The coronation (Rajabhiseka) was one of the most important rituals of the Burmese Kingdom. Similar to the neighboring countries Thailand, Cambodia and Laos the ceremony is largely influenced by the Indian Hindu Culture. Most of them were typically held in the Burmese month of Kason, but did not necessarily occur during the beginning of a reign. The Sasanalankara states that Bodawpaya, like his father, was crowned only after establishing control over the kingdom's administration and purifying the religious institutions. The coronation is then followed by the assumption of the Royal Residence. Following are the rituals done during the coronation of King Mindon on 14 May 1857.

== Initial process ==
The first process of the coronation is to build three new pavilions. The timber, bamboo and canes required had to be provided by the asan (အသည်). Then the site of the pavilions had to be ploughed up thrice. Once by bankers sons wearing yellow clothes, secondly by rich men sons dressed in red with silver farrows and lastly by farmers sons wearing green clothes with iron farrows. The ceremonial ploughing had to be done with bulls and not by oxen as usual. After the earth had been turned up it had to be sprinkled thoroughly with milk, then cow-dung, then with grain-barley sesame, cotton, millet peas and paddy. Then the area was enclosed by a fence called daung chan (ဒေါင်းခြံ).

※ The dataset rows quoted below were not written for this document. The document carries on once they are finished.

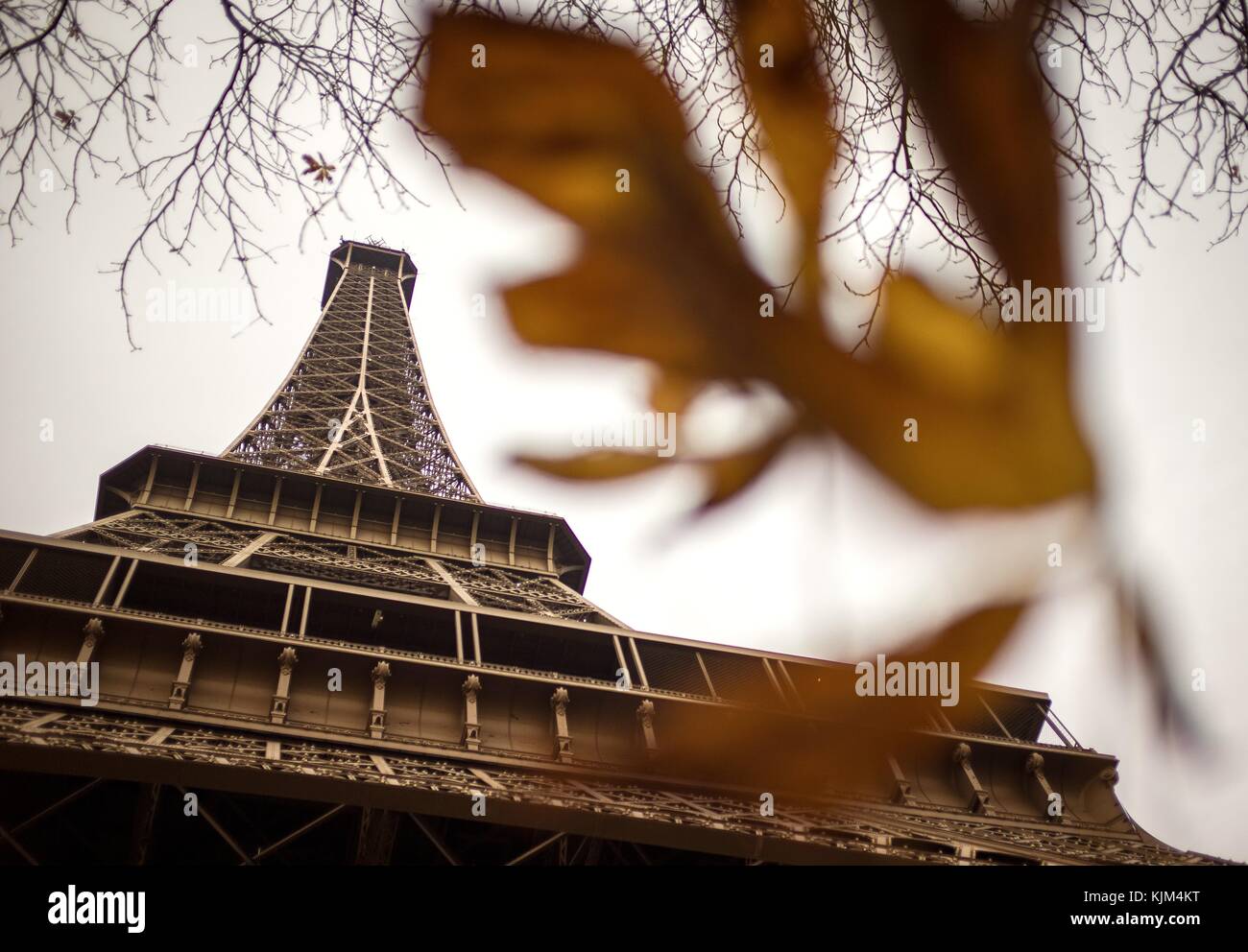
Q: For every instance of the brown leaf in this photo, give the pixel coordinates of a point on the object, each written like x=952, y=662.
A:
x=729, y=475
x=661, y=278
x=606, y=464
x=977, y=88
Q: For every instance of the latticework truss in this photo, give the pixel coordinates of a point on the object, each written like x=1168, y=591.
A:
x=356, y=406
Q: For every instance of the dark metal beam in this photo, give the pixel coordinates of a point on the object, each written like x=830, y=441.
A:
x=433, y=839
x=536, y=850
x=63, y=801
x=221, y=831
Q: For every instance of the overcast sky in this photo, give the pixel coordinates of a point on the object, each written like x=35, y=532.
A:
x=822, y=559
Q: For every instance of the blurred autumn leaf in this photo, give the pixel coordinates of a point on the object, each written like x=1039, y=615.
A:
x=585, y=128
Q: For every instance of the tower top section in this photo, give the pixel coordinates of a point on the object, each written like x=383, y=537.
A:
x=356, y=404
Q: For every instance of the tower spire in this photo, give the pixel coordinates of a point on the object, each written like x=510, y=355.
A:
x=354, y=406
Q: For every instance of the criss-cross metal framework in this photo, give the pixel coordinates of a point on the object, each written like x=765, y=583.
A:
x=356, y=404
x=329, y=636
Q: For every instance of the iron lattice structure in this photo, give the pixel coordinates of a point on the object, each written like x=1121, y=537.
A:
x=344, y=652
x=356, y=404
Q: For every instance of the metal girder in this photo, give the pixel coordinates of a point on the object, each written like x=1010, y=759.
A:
x=436, y=840
x=356, y=403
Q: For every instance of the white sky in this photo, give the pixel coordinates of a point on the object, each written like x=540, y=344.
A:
x=822, y=559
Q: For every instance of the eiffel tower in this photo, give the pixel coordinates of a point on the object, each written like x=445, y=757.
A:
x=324, y=647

== Offerings and prayers==
Various offerings had to be made to the gods. The sacrificial Brahmans had to place Candi, Paramesvar and Vishnu on carts or chariots and parade them. Mantras from the Rajamattam work had to be recited. Then once chapter of Sangha and twelve brahmans recited Sutta and Paritta. the ordination service too was recited. Finally, the sacrificial Brahmans recited the Shyindabhummicala verse full of propitiousness and sounded the conch. The timber, bamboo and canes for building the pavilions were sprinkled with consecrated water from the paritta vessels and the conch shells.

== Types of pavilions==

- Sihasana – Lion Seat, which was draped in white and attended by paritta reciting Brahmans.
- Gajasana – Elephant Seat, decorated in red with sailors in attendance.
- Morasana – Peacock Seat, decked in brown looked after by asan.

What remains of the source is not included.